The weekly/daily reflecting Waves 1 to 5 (blue).
On the last Wave 5 (blue), another Waves 1 to 5 (orange).
On the last Wave 5 (orange), another Waves 1 to 5 (purple) which has completed. Correction A has formed. B is still in the process. C next?
Friday 3 February 2017 @ 0300 – Should I have entered a short position for the short term?
Since orange and blue have also completed their Wave 5, longer term ABC expected as well?
Update with answers in the future.
Friday 3 February 2017 @ 1500On the 1H, a set-up with trigger. Added confluence thanks to Fibonacci Expansion neatly calculating the impulse wave and pullback.
25 and 75 SMA creating the TAZ which price entered and left. Entered at market with stops above the pullback swing and target profit at 100% mark. 1% of capital risked and potential trade performance is 3R.
Entry: 0.67577 | Stop loss: 0.6782 | Target Profit: 0.6689
Psychology and emotions – Neutral, leaning towards the good side perhaps.
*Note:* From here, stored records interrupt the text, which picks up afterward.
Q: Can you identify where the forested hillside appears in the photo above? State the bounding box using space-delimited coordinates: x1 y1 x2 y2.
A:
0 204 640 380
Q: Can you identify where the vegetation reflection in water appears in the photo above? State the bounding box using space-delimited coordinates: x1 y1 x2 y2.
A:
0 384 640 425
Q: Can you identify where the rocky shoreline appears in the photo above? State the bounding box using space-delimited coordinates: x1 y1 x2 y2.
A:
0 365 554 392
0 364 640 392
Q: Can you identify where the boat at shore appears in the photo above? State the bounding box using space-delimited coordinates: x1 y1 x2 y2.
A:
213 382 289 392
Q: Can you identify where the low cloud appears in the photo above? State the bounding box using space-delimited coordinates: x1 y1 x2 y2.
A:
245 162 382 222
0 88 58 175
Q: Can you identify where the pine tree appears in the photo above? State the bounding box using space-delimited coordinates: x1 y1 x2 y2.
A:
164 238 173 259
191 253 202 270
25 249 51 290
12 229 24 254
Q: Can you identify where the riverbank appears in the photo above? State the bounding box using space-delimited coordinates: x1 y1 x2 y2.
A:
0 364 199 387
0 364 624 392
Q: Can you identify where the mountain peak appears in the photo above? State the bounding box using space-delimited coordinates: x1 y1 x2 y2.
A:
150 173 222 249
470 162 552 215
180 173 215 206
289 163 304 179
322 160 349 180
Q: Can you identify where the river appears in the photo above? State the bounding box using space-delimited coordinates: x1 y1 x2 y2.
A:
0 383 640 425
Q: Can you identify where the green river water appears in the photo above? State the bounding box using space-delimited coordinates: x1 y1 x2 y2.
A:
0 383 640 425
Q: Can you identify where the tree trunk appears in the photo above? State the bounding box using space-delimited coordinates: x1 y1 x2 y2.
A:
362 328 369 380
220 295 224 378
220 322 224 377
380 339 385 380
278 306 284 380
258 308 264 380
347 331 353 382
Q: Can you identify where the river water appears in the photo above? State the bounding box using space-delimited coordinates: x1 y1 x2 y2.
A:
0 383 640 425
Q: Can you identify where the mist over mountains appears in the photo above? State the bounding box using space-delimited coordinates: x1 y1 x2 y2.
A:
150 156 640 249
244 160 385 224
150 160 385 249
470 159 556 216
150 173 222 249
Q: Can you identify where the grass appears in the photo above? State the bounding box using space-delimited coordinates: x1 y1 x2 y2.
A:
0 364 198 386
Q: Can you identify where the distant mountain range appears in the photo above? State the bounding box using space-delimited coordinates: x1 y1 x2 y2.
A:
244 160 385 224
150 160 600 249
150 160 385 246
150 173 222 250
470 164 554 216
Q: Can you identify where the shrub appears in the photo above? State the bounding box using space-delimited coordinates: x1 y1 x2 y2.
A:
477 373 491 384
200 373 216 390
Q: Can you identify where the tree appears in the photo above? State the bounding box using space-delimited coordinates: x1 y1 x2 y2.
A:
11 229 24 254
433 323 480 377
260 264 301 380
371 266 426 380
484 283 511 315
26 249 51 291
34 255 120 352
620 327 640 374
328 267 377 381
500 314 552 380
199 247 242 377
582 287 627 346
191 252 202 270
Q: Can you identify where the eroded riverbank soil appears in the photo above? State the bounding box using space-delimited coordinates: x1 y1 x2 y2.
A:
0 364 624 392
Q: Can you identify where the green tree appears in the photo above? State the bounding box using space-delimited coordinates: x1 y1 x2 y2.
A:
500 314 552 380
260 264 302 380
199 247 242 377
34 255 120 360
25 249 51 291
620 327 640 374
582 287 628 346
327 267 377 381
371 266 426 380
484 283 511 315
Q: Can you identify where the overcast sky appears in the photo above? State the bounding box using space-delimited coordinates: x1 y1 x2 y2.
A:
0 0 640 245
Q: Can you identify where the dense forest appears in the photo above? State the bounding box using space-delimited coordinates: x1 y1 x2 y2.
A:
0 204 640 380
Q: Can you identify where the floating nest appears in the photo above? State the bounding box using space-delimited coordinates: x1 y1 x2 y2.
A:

Studied more about Elliot waves last night and fascinated by its fractal nature. It’s like inception and can be very confusing.
The 30 and 90 SMA might give a better TAZ. Small difference.
Guess I was wrong, or entered too early. No idea.
Psychology and emotions – Had a feeling that was gonna end up in a loss. But small risk so not much of a biggie.
Result: -1R which is a loss of 1% of capital of a small account.
After trade:Did I just ignore this trend? After deleting away all the colourful waves, I realised the most basic and important factor.
Maybe the trigger was forced and used as a confirmation bias; did not trade in trend direction.
At this point, the previous analysis might still be right and I entered the trade early… The large candle could also possibly be due to the stop loss orders above the short sellers…
Due to the fractal nature and complexities of the Elliot wave, I think I shouldn’t be using it or making it a huge part of the analysis. Perhaps just watch it and admire how the market moves in such a manner.